BONN. - Kaum hatte die geballte Staatsmacht den Castor-Behälter in Gorleben abgeladen, da setzten Innenpolitiker der Union noch eins drauf. Nicht nur die neuerliche Kriminalisierung von Sitzblockaden wird jetzt verlangt. Künftig sollen Demonstranten auch für die Kosten von Polizeieinsätzen haftbar gemacht werden.

Daß solche Forderungen billiger Populismus sind, daß ihre Realisierung grob ungerecht und gleichheitswidrig wäre, ist zu Recht bereits festgestellt worden. Sollen demnächst etwa friedliche Demonstranten für Regelübertretungen von ein paar Heißspornen mit zur Kasse gebeten werden? Oder ist an die Einführung einer pauschalen Demonstrationsgebühr gedacht? Wahrnehmung von Grundrechten nur noch gegen Cash?

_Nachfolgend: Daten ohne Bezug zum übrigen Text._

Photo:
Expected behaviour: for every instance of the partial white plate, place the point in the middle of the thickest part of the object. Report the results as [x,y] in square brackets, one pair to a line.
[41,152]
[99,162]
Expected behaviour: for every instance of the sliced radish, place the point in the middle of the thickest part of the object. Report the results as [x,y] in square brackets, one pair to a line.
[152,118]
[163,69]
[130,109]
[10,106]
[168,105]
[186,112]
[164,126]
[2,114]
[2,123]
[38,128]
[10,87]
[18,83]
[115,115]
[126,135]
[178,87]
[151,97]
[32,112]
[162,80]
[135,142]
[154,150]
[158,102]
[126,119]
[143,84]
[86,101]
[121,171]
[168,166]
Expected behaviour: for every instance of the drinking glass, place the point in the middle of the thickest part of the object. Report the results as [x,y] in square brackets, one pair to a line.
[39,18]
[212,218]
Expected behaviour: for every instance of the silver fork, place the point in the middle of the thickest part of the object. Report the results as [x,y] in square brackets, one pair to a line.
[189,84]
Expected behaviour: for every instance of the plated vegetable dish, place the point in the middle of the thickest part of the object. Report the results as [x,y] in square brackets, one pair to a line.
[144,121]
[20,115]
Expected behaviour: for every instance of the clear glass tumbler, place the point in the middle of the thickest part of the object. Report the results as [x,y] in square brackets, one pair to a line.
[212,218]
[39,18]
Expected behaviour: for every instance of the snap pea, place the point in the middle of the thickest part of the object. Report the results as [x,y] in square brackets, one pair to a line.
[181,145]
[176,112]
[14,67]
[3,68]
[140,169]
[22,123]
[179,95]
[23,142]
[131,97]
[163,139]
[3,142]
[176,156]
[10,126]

Wenn das erfolgreiche Wirtschaftsunternehmen Bayern München zu einem Spitzenspiel der Fußball-Bundesliga mehrere Hundertschaften Polizei anfordert, um gegnerische Fanclubs im Zaume zu halten, kostet dies die Fußballfirma, die ihre Balltreter mit Millionenbeträgen entlohnt, keinen Pfennig. Die Rechnung trägt der Steuerzahler. Er zahlt auch, wenn ein Staatsbürger dieses Landes eine Wirtshausschlägerei anzettelt, die nur durch einen Polizeieinsatz - so etwas soll vorkommen - zu schlichten ist. Zwar muß der Schläger damit rechnen, straf- oder zivilrechtlich belangt zu werden, der Polizeieinsatz selbst aber kostet ihn nichts.

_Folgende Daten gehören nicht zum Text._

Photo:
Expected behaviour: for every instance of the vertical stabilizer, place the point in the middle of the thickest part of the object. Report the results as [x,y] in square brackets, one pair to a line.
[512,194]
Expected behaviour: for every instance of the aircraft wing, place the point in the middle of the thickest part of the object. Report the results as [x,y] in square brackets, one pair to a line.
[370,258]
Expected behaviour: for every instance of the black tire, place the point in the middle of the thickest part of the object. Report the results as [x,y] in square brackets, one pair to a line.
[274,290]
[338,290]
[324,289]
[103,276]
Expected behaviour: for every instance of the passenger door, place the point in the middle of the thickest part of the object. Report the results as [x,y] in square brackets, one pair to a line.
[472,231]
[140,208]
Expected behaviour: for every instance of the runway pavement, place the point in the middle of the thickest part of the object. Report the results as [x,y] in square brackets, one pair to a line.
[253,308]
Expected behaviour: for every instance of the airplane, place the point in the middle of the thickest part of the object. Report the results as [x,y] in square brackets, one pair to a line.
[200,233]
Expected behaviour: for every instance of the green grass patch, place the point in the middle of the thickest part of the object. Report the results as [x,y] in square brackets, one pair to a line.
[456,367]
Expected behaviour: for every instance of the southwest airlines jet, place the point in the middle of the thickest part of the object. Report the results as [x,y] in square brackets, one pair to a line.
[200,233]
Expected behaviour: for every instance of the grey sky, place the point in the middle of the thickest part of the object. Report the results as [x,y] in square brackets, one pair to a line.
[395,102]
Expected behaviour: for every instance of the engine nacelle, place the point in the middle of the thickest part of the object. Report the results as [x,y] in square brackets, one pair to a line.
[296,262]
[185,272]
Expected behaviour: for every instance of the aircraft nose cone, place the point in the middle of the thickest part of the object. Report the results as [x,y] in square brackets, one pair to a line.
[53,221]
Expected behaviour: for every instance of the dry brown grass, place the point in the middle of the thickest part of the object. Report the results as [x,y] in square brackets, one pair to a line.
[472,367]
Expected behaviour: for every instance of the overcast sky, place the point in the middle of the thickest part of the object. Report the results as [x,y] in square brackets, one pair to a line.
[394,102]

Diese Praxis verwundert, denn der Einsatz von Polizisten bei Bundesligaspielen dient in erster Linie dem wirtschaftlichen Interesse der jeweiligen Veranstalter und ist im Sinne der Verwaltungskostenordnung etwa des hessischen Innenministeriums rechtlich nicht einmal abgedeckt. Und das Anzetteln von Wirtshausschlägereien hat ebensowenig etwas besonders Förderungswürdiges wie strafrechtliche Vergehen anderer Art.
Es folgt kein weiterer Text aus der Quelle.